The term "chaos" was introduced into mathematics by Tien-Yien Li and James A. Yorke in the 1975 paper Period Three Implies Chaos appearing in The American Mathematical Monthly, Volume 82, Number 10, pp. 985--992. But the core ideas of mathematical chaos have been around longer. After Isaac Newton discovered the Universal Law of Gravitation in the 1680s, he wrote down the equations of motion for one body orbiting another, like the earth orbiting the sun. He then tried to determine the equations of motion for three bodies (e.g., sun-earth-moon), but without any luck. He had no doubt that the three-body problem would be solved by some future brilliant mathematician. For two hundred years, the best and brightest mathematicians tried and failed to develop a solution. In the late 19th century, the King of Sweden established a prize for anyone who could find the solution to the problem. In 1887, Henri Poincaré proved that there is no general analytical solution for the three-body problem given by algebraic expressions and integrals. In doing so, he created the study of topology and the core ideas of chaos theory. The prize was awarded to Poincaré, even though his result was negative. King Oskar II of Sweden (pictured above) awarded Poincaré a prize for (not) solving the 3-body problem.Fast forward to the 1950s, there were 3 major methods used for weather prediction: - Historical
- Statistics/regression
- Physics
MIT meteorologist Ed Lorenz tried to falsify the statistical/regression method by finding a simple system of equations that is both - deterministic and
- unpredictable
He finally succeeded in 1963 with his paper Deterministic Nonperiodic Flow published in the Journal of the Atmospheric Sciences, Volume 20. Lorenz's system of differential equations have the following properties. They are - aperiodic: they don't settle down to equilibrium and don't repeat periodically
- long-term: this behavior is not just transient, but persistent
- deterministic: there's nothing random; if you start with the same initial conditions, you'll get the same results each time; the present determines the future
- sensitive dependence on initial conditions: trajectories with different initial conditions separate exponentially
Additionally, the phase space of Lorenz's system of equations has a strange attractor --- - an attractor attracts an open set of initial conditions
- if you start in an attractor, then you stay there forever -- it's "invariant"
- no proper subset of an attractor satisfies the above two conditions -- it's "minimal"
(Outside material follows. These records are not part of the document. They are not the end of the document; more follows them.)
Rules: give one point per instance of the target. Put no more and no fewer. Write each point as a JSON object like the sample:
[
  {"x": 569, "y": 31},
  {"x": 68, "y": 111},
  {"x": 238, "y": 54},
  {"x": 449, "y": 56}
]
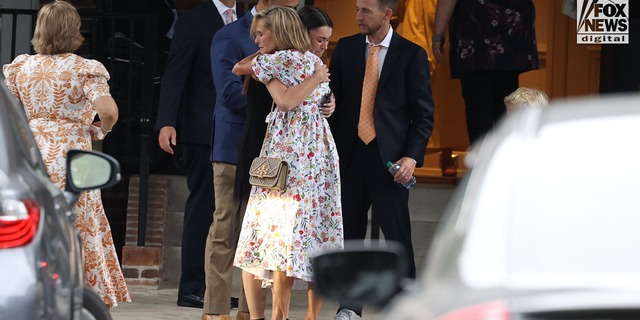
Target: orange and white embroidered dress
[{"x": 57, "y": 92}]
- Lorenz's attractor is "strange" in two senses:
- it's a "chaotic" attractor that exhibits sensitive dependence on initial conditions
- it's a "fractal" attractor, rather than a smooth attractor
There's some tension between these properties: Trajectories expand endlessly in a bounded region. How is this possible? FractalsThe bold portion of the quote says that a 3-D creature like Gilman can safely travel to a higher-dimensional plane. But can a higher-dimensional creature like Nyarlathothep or Yog-Sothoth squeeze into a lower-dimensional plane? Cornell math professor Steven Strogatz asks a similar question in his lecture on "Fractals and the geometry of strange attractors": Q: How to expand endlessly in a bounded region? A: Repeated stretching, folding, and re-injection. A concrete example of this comes from cooking, specifically making a pastry, like a croissant. Here's a diagram to help clarify: Iterating this process ad infinitum, the result is a flaking, layered structure, called a fractal. Chaotic systems like the Lorenz system exhibit the same fractal structure. If you put a small drop of food coloring in the dough before you began the process, it would quickly color the entire pastry with repeated stretching, folding and re-injection; this mimics what happens to a small open set of nearby trajectories as the chaotic system evolves. The first published example of a fractal was the Cantor Set in the 1883 paper Über unendliche, lineare Punktmannigfaltigkeiten (transl. "On infinite, linear point-manifolds") appearing in Mathematische Annalen, vol. 21, pp. 545--591. The Cantor Set is obtained by starting with a line segment and progressively removing the middle thirds, forever, as shown here: The properties of the Cantor Set include: - It's total length is 0.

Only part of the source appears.